Kei resta un moment interdite, incapable de décider si elle était réveillée ou si elle était toujours plongée dans ses souvenirs. Puis elle se concentra sur le visage qui lui faisait face comme si elle le découvrait pour la première fois. Elle écarquilla les yeux en signe de reconnaissance et poussa une exclamation surprise.
« Capitaine ? Ainsi, depuis tout ce temps, c'était toi. »
Ce n'était pas une question. Une simple constatation.
« Pourquoi ? »
Le pirate observa longuement la jeune femme sans rien dire, comme s'il tentait d'implorer son pardon par la seule force de son regard.
« Réponds ! Pourquoi m'as-tu secourue contre mon gré ce jour-là ?

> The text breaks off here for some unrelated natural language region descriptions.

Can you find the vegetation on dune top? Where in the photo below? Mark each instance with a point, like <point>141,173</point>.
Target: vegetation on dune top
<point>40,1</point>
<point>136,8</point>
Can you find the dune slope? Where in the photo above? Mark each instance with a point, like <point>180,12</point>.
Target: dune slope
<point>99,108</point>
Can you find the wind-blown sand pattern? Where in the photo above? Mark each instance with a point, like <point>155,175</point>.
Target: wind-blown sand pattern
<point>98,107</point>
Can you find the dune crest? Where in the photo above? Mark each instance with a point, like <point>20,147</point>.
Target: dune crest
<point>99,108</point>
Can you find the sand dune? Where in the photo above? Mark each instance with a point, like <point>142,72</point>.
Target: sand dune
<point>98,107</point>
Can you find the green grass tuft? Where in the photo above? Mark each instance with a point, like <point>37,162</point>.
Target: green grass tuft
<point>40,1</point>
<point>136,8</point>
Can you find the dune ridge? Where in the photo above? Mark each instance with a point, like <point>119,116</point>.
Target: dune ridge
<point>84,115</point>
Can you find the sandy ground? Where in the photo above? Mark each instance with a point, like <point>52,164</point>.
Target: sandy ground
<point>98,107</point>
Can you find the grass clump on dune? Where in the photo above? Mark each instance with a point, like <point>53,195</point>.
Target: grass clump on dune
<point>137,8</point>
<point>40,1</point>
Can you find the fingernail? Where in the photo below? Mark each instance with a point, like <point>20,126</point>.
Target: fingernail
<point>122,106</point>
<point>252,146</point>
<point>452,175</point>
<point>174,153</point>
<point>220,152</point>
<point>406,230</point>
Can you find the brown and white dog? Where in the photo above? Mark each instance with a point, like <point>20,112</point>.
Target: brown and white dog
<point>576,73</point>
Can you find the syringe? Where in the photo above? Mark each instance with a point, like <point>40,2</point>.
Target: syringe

- J'en avais fait la promesse. Il marqua une hésitation. Et je ne pouvais me résoudre à te laisser mourir. »
Elle sembla méditer ces paroles un instant puis acquiesça sans mot dire. Harlock pinça les lèvres de frustration. Il était anxieux de connaître le cours de ses pensées.
« Et pourquoi ne m'as-tu rien dit quand je suis montée à bord de l'Arcadia ? Car tu m'avais reconnue, n'est-ce pas ?
- Serais-tu restée si tu avais su ? »
Elle se tut, baissa le regard. Il soupira, son cœur se serra.
Le silence de la jeune femme était suffisamment éloquent.
Une lueur peinée traversa le regard du pirate mais il ne regrettait rien. Aujourd'hui comme hier, il savait qu'il avait fait le bon choix.
Une explosion proche les rappela à l'instant présent. Les cris d'une patrouille se firent entendre. Les renforts arrivaient.
Il saisit délicatement Kei dans ses bras et l'emmena sous le feu ennemi vers la sécurité relative de son chasseur.